Technical information
- Licensing authority: CRT
- Class: B
- ERP: 15 kW
- HAAT: −2.8 m (−9.2 ft)
- Transmitter coordinates: 31°18′19.9″N 113°32′12.1″W﻿ / ﻿31.305528°N 113.536694°W

Links
- Webcast: www.audioramasonora.mx/LaBestiaGrupera/

= XHPPO-FM =

Radio station in Puerto Peñasco, Sonora, Mexico

XHPPO-FM is a radio station on 93.5 FM in Puerto Peñasco, Sonora, Mexico. It is operated by Grupo Audiorama Sonora and carries its La Bestia Grupera format.

==History==
XHPPO received its concession on October 28, 1994. The station was owned by Humberto Huesca Bustamante on behalf of Grupo ACIR. ACIR sold many of its stations to Radiorama, XHPPO included, in the late 2000s, with a concession transfer taking place in 2015.

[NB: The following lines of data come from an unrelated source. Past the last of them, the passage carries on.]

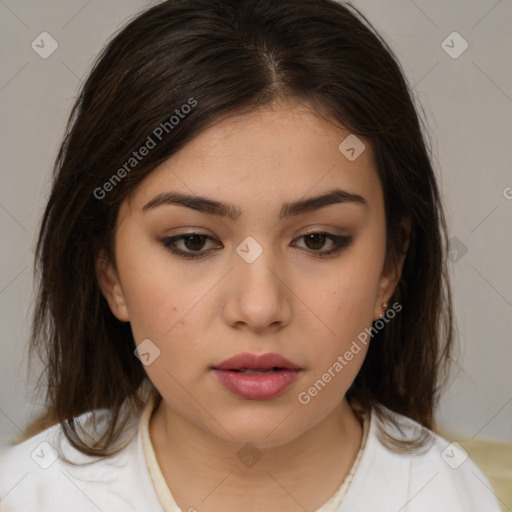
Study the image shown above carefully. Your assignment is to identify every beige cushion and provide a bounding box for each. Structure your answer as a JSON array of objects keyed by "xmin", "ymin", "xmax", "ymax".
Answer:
[{"xmin": 437, "ymin": 429, "xmax": 512, "ymax": 512}]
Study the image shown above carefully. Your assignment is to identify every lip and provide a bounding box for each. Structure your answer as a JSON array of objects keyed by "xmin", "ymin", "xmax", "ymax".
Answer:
[
  {"xmin": 214, "ymin": 352, "xmax": 300, "ymax": 371},
  {"xmin": 211, "ymin": 352, "xmax": 302, "ymax": 400}
]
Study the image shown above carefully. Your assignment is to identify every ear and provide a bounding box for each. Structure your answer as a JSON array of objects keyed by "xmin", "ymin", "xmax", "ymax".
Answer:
[
  {"xmin": 374, "ymin": 218, "xmax": 411, "ymax": 320},
  {"xmin": 95, "ymin": 251, "xmax": 130, "ymax": 322}
]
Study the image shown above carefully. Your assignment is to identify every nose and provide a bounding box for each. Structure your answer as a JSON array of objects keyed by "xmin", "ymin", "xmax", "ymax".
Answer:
[{"xmin": 222, "ymin": 246, "xmax": 292, "ymax": 334}]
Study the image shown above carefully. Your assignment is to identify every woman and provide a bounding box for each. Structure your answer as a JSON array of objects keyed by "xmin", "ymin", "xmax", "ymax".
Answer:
[{"xmin": 0, "ymin": 0, "xmax": 501, "ymax": 510}]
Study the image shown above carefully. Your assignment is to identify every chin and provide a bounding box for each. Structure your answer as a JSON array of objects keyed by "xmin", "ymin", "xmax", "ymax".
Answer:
[{"xmin": 206, "ymin": 404, "xmax": 312, "ymax": 449}]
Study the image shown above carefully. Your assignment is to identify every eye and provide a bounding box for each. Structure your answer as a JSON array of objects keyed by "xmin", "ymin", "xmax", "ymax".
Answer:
[
  {"xmin": 161, "ymin": 233, "xmax": 222, "ymax": 259},
  {"xmin": 292, "ymin": 232, "xmax": 353, "ymax": 258},
  {"xmin": 160, "ymin": 231, "xmax": 352, "ymax": 261}
]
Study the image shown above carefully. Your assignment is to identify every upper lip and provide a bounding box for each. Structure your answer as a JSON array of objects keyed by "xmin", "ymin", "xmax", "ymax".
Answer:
[{"xmin": 213, "ymin": 352, "xmax": 301, "ymax": 371}]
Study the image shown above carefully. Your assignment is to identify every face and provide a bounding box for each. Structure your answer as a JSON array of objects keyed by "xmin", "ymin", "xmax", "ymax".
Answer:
[{"xmin": 98, "ymin": 100, "xmax": 404, "ymax": 448}]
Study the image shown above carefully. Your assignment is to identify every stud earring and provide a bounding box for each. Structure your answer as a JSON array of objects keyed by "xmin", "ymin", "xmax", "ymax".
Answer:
[{"xmin": 381, "ymin": 302, "xmax": 388, "ymax": 310}]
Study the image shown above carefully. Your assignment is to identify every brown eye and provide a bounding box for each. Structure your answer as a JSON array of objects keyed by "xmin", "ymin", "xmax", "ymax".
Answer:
[
  {"xmin": 161, "ymin": 233, "xmax": 222, "ymax": 259},
  {"xmin": 183, "ymin": 234, "xmax": 207, "ymax": 251},
  {"xmin": 303, "ymin": 233, "xmax": 327, "ymax": 250},
  {"xmin": 293, "ymin": 232, "xmax": 353, "ymax": 258}
]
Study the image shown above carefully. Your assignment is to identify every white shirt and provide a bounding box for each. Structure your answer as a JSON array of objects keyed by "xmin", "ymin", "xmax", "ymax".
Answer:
[{"xmin": 0, "ymin": 400, "xmax": 502, "ymax": 512}]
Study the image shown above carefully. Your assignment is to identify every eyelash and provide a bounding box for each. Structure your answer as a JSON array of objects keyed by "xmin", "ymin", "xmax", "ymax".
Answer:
[{"xmin": 160, "ymin": 231, "xmax": 353, "ymax": 260}]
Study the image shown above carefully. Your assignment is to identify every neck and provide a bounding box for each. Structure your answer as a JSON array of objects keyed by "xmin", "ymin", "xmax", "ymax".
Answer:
[{"xmin": 149, "ymin": 398, "xmax": 364, "ymax": 512}]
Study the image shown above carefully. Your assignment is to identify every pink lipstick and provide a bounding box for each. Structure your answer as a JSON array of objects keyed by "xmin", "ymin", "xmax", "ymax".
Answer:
[{"xmin": 212, "ymin": 352, "xmax": 301, "ymax": 400}]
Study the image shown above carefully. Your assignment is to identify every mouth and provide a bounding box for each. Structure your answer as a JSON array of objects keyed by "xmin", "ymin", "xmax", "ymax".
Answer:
[
  {"xmin": 227, "ymin": 368, "xmax": 285, "ymax": 374},
  {"xmin": 212, "ymin": 352, "xmax": 301, "ymax": 372},
  {"xmin": 211, "ymin": 352, "xmax": 302, "ymax": 400}
]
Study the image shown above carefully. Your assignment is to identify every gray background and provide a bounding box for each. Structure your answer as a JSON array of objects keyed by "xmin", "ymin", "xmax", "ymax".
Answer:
[{"xmin": 1, "ymin": 0, "xmax": 511, "ymax": 447}]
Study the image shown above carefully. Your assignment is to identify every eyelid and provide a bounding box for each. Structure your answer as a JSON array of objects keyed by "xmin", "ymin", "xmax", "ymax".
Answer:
[
  {"xmin": 291, "ymin": 231, "xmax": 353, "ymax": 258},
  {"xmin": 161, "ymin": 232, "xmax": 222, "ymax": 260},
  {"xmin": 160, "ymin": 231, "xmax": 353, "ymax": 260}
]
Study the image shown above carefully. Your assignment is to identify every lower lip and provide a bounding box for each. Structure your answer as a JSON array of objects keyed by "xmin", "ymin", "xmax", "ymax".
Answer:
[{"xmin": 212, "ymin": 369, "xmax": 301, "ymax": 400}]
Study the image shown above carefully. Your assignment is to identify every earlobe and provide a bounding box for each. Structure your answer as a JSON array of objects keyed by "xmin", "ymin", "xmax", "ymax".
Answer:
[
  {"xmin": 374, "ymin": 259, "xmax": 398, "ymax": 320},
  {"xmin": 374, "ymin": 218, "xmax": 411, "ymax": 320},
  {"xmin": 95, "ymin": 252, "xmax": 130, "ymax": 322}
]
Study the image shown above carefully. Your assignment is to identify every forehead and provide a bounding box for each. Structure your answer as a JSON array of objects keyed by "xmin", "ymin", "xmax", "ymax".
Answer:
[{"xmin": 123, "ymin": 100, "xmax": 383, "ymax": 218}]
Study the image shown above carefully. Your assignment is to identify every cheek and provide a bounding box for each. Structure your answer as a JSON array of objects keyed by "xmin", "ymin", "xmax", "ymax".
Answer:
[
  {"xmin": 115, "ymin": 233, "xmax": 220, "ymax": 380},
  {"xmin": 115, "ymin": 227, "xmax": 195, "ymax": 337},
  {"xmin": 295, "ymin": 278, "xmax": 374, "ymax": 413},
  {"xmin": 311, "ymin": 253, "xmax": 384, "ymax": 338},
  {"xmin": 297, "ymin": 232, "xmax": 385, "ymax": 380}
]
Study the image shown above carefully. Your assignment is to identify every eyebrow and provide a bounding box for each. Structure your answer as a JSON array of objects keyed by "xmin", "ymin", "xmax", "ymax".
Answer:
[{"xmin": 142, "ymin": 188, "xmax": 368, "ymax": 220}]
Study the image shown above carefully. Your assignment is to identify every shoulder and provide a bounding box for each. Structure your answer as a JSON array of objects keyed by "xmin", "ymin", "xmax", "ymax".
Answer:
[
  {"xmin": 340, "ymin": 407, "xmax": 502, "ymax": 512},
  {"xmin": 0, "ymin": 411, "xmax": 162, "ymax": 512}
]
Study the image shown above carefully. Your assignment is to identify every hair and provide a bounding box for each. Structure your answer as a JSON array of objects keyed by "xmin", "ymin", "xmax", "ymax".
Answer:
[{"xmin": 28, "ymin": 0, "xmax": 453, "ymax": 456}]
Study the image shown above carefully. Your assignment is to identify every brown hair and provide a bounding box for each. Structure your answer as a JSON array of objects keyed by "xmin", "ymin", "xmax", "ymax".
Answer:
[{"xmin": 29, "ymin": 0, "xmax": 453, "ymax": 455}]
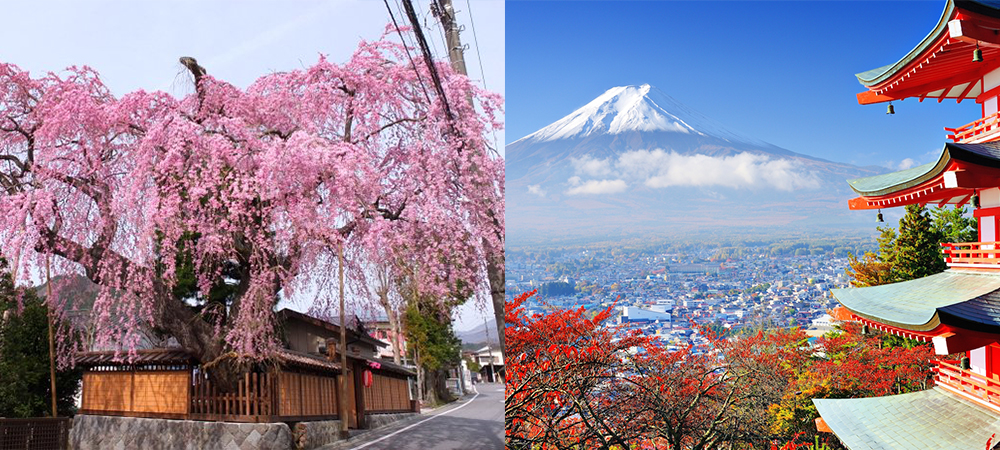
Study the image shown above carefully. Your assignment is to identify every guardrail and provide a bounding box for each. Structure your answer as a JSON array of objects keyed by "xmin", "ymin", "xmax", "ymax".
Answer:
[
  {"xmin": 934, "ymin": 360, "xmax": 1000, "ymax": 407},
  {"xmin": 941, "ymin": 241, "xmax": 1000, "ymax": 267},
  {"xmin": 946, "ymin": 112, "xmax": 1000, "ymax": 143}
]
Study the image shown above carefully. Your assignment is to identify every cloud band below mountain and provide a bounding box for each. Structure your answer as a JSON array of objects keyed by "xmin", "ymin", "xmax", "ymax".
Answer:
[
  {"xmin": 566, "ymin": 176, "xmax": 628, "ymax": 195},
  {"xmin": 564, "ymin": 149, "xmax": 820, "ymax": 195}
]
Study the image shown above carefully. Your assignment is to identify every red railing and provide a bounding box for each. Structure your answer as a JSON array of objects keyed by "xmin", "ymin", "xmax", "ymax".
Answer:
[
  {"xmin": 934, "ymin": 360, "xmax": 1000, "ymax": 409},
  {"xmin": 941, "ymin": 241, "xmax": 1000, "ymax": 267},
  {"xmin": 946, "ymin": 112, "xmax": 1000, "ymax": 143}
]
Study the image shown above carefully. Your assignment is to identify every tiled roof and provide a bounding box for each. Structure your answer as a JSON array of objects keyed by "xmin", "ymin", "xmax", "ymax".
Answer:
[
  {"xmin": 831, "ymin": 270, "xmax": 1000, "ymax": 331},
  {"xmin": 277, "ymin": 349, "xmax": 340, "ymax": 373},
  {"xmin": 76, "ymin": 348, "xmax": 194, "ymax": 367},
  {"xmin": 814, "ymin": 387, "xmax": 1000, "ymax": 449},
  {"xmin": 77, "ymin": 347, "xmax": 341, "ymax": 373},
  {"xmin": 352, "ymin": 355, "xmax": 416, "ymax": 377}
]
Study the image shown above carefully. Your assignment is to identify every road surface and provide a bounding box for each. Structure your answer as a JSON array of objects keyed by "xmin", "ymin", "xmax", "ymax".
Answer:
[{"xmin": 325, "ymin": 382, "xmax": 504, "ymax": 450}]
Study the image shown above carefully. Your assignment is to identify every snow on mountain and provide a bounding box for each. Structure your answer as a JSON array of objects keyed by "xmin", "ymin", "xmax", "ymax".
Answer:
[
  {"xmin": 511, "ymin": 84, "xmax": 769, "ymax": 147},
  {"xmin": 505, "ymin": 84, "xmax": 888, "ymax": 241}
]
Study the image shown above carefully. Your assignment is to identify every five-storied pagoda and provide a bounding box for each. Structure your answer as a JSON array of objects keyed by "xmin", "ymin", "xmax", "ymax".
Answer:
[{"xmin": 813, "ymin": 1, "xmax": 1000, "ymax": 447}]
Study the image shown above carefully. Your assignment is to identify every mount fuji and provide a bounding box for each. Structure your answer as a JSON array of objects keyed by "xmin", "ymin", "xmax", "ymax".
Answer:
[{"xmin": 506, "ymin": 84, "xmax": 887, "ymax": 243}]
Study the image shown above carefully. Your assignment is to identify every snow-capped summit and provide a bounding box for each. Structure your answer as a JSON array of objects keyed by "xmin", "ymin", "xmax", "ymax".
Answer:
[{"xmin": 513, "ymin": 84, "xmax": 767, "ymax": 147}]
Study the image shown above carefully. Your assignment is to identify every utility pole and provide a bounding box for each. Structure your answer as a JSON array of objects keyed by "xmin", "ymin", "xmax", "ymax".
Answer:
[
  {"xmin": 426, "ymin": 0, "xmax": 506, "ymax": 357},
  {"xmin": 337, "ymin": 243, "xmax": 349, "ymax": 439},
  {"xmin": 46, "ymin": 255, "xmax": 57, "ymax": 417},
  {"xmin": 434, "ymin": 0, "xmax": 467, "ymax": 77},
  {"xmin": 483, "ymin": 316, "xmax": 495, "ymax": 383}
]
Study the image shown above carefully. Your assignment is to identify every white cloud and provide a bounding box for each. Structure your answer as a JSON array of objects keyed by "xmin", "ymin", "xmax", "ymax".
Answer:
[
  {"xmin": 527, "ymin": 184, "xmax": 546, "ymax": 197},
  {"xmin": 565, "ymin": 178, "xmax": 628, "ymax": 195},
  {"xmin": 896, "ymin": 158, "xmax": 917, "ymax": 170},
  {"xmin": 569, "ymin": 155, "xmax": 614, "ymax": 177},
  {"xmin": 615, "ymin": 149, "xmax": 820, "ymax": 191}
]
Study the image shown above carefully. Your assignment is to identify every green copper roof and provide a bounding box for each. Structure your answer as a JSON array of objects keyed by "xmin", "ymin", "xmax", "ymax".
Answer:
[
  {"xmin": 857, "ymin": 1, "xmax": 1000, "ymax": 86},
  {"xmin": 856, "ymin": 1, "xmax": 955, "ymax": 86},
  {"xmin": 831, "ymin": 270, "xmax": 1000, "ymax": 331},
  {"xmin": 847, "ymin": 162, "xmax": 937, "ymax": 196},
  {"xmin": 847, "ymin": 142, "xmax": 1000, "ymax": 197},
  {"xmin": 814, "ymin": 387, "xmax": 1000, "ymax": 449}
]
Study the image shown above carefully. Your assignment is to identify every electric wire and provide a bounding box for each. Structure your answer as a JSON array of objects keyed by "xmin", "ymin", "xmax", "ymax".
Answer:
[
  {"xmin": 463, "ymin": 0, "xmax": 499, "ymax": 152},
  {"xmin": 382, "ymin": 0, "xmax": 433, "ymax": 106}
]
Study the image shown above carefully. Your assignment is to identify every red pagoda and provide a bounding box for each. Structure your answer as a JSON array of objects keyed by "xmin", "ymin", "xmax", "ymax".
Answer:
[{"xmin": 813, "ymin": 1, "xmax": 1000, "ymax": 447}]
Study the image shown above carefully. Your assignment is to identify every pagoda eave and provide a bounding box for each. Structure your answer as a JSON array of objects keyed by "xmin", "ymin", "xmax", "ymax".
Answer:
[
  {"xmin": 847, "ymin": 142, "xmax": 1000, "ymax": 210},
  {"xmin": 849, "ymin": 315, "xmax": 999, "ymax": 355},
  {"xmin": 856, "ymin": 1, "xmax": 1000, "ymax": 105}
]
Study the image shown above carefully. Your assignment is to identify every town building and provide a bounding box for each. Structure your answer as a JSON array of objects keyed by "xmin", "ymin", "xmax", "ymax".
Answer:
[
  {"xmin": 813, "ymin": 1, "xmax": 1000, "ymax": 447},
  {"xmin": 473, "ymin": 345, "xmax": 504, "ymax": 383},
  {"xmin": 74, "ymin": 308, "xmax": 418, "ymax": 449}
]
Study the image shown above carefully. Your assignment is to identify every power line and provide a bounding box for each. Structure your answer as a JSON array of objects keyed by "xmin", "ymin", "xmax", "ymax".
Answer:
[
  {"xmin": 401, "ymin": 0, "xmax": 455, "ymax": 123},
  {"xmin": 415, "ymin": 0, "xmax": 449, "ymax": 66},
  {"xmin": 462, "ymin": 0, "xmax": 499, "ymax": 152},
  {"xmin": 382, "ymin": 0, "xmax": 433, "ymax": 106},
  {"xmin": 464, "ymin": 0, "xmax": 488, "ymax": 90}
]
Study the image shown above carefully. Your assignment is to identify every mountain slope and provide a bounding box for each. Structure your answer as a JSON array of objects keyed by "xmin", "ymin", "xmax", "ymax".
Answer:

XHPPO had previously been known as Sol FM for most of its history prior to flipping to Los 40. In July 2017, XHPPO and other Audiorama stations ditched Los 40 to take on the company's own Súper brand.

XHPPO moved to 93.5 MHz in October 2019 as a condition of the renewal of its concession, in order to clear 106-108 MHz as much as possible for community and indigenous stations.

XHPPO and Audiorama sister station XHITA-FM 96.5 exchanged formats, with Súper moved to XHITA and the La Bestia Grupera format to XHPPO.